Give top honors to the new series Super Bad James Dynomite. This is the comic book for anyone who saw Don’t Be a Menace or Scary Movie and thought: “The people responsible for this film should definitely branch out into as many other media as possible.” In other words, nobody. In two media where most executives seem obsessed with copying what’s been successful before it’s amazing that projects like Super Bad James Dynomite — a parody of ’70s blaxploitation films — keep getting greenlighted.

I would think the hope of a successful parody in this style would have died with the release of Pootie Tang, when writer Louis C.K., one of the most intelligent and original modern comedic voices, failed miserably at making the idea funny. Who would think the minds behind White Chicks would be the ones to finally strike comedy gold, and in comic book form no less?

Apparently the folks at IDW who agreed to distribute the idea in a partnership with the Wayans’ own 5-D Comic line. The format of Super Bad James Dynomite is weirdly similar to the old MAD Magazine movie parodies, complete with the magazine’s trademark “every character in every panel gets a one-liner” comedy style. The main difference is most of James Dynomite’s punchlines are “mothafucka”.

James Dynomite is the parody of Shaft MAD would have attempted in the ’70s if the magazine had suddenly switched to an X-rated format and the white writing staff had been unforgivably racist. Oddly enough, the comic’s similarity to MAD Magazine back issues is its best asset. Robert Reed and Darren Huang’s Mort Drucker-through-CGI illustrations are actually more charming than anything else in the book. The smiling sun, the befroed Marlon Wayan’s caricature as the title character and the fist-raising Statue of Liberty actually made me smile, which is more than I can say for any of the book’s writing.

But comic books are not the best medium for the Wayans’ body-fluid-intensive brand of comedy, though they never stop trying. In the issue’s 32 pages, the reader is treated to a huge foreground drawing of a pile of dog shit and not one but two different piss stream shots. Unlike scenes from the Wayan’s films such as the firehose-like explosion of semen from Scary Movie James Dynomite’s more disgusting humor doesn’t work because it’s too mild.

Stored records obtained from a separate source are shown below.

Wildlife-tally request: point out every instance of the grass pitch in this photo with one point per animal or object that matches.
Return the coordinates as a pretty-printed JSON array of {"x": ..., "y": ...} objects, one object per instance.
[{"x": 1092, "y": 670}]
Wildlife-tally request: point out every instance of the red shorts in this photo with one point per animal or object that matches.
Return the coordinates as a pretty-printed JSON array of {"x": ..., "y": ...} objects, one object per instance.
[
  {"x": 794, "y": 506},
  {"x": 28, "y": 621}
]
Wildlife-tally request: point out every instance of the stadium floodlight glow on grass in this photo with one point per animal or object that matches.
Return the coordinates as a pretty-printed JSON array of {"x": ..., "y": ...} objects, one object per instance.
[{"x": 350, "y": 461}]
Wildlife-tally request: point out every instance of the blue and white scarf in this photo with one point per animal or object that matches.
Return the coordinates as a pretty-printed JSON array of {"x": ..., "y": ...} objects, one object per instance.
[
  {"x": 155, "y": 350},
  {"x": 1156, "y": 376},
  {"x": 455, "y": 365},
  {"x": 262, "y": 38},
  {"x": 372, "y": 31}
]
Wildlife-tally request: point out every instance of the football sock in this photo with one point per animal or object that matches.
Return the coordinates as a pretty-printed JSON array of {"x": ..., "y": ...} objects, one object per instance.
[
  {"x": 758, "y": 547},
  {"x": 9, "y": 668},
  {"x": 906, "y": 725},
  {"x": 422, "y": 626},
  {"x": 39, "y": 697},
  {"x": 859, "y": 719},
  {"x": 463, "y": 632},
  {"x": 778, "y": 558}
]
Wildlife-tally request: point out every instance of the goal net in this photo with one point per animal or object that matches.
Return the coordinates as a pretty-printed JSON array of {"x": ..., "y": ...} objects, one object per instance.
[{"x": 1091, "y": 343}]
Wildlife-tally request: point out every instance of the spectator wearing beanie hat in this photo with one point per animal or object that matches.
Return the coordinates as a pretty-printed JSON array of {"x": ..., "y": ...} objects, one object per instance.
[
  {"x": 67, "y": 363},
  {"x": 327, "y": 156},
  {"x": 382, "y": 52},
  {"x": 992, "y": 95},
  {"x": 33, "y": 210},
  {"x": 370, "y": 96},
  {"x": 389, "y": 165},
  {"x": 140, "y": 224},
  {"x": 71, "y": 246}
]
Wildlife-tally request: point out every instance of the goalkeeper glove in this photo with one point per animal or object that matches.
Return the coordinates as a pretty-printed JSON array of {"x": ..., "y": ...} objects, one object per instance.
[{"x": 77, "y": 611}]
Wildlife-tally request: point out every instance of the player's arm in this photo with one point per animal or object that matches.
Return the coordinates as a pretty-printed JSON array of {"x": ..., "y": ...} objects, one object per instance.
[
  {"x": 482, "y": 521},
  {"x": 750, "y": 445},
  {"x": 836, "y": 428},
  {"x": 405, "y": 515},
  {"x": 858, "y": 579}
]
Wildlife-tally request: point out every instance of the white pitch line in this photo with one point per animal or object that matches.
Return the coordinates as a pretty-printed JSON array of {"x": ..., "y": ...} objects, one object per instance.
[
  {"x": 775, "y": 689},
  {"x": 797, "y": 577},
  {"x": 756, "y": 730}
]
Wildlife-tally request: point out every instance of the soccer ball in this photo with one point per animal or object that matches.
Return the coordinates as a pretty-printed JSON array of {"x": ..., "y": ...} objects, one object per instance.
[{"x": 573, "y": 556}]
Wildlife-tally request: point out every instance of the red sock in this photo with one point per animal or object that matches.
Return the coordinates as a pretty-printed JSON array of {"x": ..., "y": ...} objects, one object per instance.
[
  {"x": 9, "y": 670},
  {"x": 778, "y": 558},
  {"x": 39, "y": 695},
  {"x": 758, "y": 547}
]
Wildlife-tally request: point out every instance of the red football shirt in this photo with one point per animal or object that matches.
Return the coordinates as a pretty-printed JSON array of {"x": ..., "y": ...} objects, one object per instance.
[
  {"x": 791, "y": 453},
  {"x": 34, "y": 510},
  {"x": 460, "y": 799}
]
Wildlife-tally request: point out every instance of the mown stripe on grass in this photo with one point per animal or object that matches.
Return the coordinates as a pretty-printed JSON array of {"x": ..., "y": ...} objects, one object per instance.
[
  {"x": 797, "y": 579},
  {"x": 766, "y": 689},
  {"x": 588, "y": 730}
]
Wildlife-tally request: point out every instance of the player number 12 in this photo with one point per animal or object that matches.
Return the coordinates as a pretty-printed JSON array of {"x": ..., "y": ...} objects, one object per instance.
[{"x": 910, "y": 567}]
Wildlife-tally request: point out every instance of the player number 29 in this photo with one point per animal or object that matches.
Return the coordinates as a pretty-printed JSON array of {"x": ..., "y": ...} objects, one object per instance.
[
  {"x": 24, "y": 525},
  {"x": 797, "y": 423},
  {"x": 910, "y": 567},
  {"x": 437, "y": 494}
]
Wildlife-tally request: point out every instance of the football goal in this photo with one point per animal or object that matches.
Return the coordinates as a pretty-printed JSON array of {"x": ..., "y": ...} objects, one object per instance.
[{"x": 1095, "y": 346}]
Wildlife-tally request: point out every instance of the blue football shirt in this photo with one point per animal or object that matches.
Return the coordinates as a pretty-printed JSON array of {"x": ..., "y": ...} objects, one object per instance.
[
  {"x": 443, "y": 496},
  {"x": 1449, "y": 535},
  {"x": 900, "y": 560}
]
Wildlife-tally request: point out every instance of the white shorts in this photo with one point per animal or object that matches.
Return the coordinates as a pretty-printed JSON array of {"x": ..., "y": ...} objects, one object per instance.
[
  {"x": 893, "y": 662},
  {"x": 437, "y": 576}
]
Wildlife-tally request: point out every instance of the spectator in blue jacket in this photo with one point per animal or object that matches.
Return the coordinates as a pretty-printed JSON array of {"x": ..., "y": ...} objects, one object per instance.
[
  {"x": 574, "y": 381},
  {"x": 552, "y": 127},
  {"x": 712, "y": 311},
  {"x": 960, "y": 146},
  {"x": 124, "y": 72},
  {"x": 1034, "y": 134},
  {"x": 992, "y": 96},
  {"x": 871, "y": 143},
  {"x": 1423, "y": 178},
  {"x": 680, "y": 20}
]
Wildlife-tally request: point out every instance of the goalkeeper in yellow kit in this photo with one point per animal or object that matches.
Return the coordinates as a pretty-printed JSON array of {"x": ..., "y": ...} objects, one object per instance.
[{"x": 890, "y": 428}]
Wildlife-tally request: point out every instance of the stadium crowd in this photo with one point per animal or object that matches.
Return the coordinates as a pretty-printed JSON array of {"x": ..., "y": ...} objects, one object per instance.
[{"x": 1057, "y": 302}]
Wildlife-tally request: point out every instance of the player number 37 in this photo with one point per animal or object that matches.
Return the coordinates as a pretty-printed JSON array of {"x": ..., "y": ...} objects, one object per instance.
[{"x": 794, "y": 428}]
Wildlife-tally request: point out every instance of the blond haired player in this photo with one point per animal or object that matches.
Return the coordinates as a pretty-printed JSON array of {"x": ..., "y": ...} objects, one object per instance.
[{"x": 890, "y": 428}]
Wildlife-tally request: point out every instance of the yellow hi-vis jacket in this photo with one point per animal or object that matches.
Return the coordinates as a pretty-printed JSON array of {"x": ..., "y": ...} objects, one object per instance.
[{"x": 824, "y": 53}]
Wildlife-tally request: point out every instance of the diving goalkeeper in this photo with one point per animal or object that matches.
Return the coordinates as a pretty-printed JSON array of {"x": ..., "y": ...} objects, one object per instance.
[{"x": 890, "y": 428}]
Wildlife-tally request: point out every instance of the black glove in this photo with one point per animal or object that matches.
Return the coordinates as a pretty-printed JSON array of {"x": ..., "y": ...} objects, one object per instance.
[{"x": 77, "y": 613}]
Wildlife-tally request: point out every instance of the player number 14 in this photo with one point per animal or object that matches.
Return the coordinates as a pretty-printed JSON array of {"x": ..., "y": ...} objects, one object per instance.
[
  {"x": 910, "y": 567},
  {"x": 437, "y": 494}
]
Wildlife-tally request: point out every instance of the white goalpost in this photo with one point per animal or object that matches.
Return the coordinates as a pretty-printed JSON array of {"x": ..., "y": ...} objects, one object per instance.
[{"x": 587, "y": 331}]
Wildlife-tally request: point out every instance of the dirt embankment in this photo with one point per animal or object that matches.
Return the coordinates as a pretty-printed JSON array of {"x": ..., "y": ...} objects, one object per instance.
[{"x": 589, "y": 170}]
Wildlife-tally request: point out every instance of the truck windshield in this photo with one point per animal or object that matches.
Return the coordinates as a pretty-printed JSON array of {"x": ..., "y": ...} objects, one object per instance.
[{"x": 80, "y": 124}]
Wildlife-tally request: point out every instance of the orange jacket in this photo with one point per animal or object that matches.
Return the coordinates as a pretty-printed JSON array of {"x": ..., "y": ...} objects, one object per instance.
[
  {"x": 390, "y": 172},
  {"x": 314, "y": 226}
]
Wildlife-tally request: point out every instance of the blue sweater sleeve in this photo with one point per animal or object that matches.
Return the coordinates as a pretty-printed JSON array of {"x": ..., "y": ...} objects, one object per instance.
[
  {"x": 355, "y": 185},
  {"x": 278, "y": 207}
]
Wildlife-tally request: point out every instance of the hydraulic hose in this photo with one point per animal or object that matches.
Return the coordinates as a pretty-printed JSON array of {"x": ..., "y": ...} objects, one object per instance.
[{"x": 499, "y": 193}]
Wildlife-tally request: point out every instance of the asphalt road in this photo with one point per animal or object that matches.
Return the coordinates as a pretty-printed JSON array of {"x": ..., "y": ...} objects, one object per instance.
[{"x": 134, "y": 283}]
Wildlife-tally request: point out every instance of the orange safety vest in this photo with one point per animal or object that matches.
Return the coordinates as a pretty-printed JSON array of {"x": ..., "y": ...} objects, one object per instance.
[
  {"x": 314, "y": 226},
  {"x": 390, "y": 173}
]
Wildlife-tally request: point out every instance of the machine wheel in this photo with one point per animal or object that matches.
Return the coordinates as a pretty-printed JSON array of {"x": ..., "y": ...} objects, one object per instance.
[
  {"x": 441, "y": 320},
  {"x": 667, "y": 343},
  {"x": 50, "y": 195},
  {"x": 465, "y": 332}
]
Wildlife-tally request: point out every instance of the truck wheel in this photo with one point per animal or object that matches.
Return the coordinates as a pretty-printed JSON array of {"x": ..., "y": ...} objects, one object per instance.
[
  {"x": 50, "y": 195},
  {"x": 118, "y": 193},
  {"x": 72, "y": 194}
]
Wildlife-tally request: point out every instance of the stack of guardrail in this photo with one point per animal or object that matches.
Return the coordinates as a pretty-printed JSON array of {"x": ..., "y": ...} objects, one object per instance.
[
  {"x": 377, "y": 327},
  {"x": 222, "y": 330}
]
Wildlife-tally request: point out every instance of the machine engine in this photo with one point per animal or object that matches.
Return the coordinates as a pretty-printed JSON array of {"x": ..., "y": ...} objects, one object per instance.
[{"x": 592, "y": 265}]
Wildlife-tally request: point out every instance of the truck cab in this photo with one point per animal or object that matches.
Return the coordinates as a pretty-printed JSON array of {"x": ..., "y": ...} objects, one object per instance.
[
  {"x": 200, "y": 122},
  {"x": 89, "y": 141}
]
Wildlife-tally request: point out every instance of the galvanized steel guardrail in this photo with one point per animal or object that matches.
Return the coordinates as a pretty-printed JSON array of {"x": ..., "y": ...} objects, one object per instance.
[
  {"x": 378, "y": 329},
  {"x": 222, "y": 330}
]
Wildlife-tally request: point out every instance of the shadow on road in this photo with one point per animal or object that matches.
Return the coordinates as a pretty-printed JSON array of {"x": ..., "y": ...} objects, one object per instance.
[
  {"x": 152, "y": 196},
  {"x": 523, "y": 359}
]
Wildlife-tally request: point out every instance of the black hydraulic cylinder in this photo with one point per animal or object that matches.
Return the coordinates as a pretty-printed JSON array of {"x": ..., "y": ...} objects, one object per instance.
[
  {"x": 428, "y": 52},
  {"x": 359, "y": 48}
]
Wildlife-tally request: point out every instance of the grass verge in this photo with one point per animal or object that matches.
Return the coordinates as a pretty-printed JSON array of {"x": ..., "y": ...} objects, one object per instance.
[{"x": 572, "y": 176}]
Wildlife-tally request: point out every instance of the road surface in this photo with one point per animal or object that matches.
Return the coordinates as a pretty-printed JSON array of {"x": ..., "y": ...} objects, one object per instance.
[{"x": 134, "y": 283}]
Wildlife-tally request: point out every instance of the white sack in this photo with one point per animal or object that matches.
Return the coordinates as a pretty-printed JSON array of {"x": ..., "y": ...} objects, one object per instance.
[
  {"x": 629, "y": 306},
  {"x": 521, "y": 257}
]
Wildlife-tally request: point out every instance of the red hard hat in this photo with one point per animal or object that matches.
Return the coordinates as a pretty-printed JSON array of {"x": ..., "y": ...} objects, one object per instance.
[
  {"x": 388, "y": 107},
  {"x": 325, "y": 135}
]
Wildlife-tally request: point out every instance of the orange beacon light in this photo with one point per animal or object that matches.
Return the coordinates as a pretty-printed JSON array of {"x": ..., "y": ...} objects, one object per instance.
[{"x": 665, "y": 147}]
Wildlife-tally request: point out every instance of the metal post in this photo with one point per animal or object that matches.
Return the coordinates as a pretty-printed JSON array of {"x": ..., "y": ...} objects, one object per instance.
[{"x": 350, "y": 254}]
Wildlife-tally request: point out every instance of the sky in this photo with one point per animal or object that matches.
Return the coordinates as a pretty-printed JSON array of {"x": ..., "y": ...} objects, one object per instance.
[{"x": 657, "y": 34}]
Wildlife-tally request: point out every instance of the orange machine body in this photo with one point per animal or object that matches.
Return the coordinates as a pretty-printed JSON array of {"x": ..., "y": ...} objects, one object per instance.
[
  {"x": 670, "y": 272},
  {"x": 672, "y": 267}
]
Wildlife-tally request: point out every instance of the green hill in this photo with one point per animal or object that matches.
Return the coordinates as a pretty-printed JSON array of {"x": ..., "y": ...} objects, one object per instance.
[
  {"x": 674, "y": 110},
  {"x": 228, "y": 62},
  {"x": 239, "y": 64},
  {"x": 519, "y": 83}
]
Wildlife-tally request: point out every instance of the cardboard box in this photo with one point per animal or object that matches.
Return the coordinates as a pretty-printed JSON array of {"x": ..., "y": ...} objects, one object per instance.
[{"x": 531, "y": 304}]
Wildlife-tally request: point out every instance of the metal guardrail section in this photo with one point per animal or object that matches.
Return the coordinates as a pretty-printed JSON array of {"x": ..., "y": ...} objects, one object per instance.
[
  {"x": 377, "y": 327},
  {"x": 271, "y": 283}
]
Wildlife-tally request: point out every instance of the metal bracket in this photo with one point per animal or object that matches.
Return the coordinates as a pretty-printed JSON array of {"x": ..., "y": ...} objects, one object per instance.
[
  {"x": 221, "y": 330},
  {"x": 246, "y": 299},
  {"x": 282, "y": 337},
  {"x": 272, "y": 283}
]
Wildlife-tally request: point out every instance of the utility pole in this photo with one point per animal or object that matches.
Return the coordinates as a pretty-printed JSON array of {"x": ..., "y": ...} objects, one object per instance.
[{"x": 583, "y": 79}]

Garth Ennis proved in the Preacher series that gross-out humor has a place in comic books. In order for a cartoonish comic panel to be shocking enough to be humorous, though, the image has to be so over-the-top it could never be shown in a more realistic medium such as film. So the redneck in Preacher masturbating with the wriggling fish he’s caught is ridiculous enough to draw a laugh while James Dynomite peeing on a dog after he’s stepped in a fresh pile only looks like something an eighth grader drew to make his friend laugh in detention.

Ultimately, Super Bad James Dynomite fails for the same reason the movies Pootie Tang and Undercover Brother failed: most blaxploitation films are basically parodies themselves. When the genre you’re spoofing includes films like Blackula and Petey Wheatstraw, in which the title character’s twin brother is a watermelon, what’s been left to poke fun at?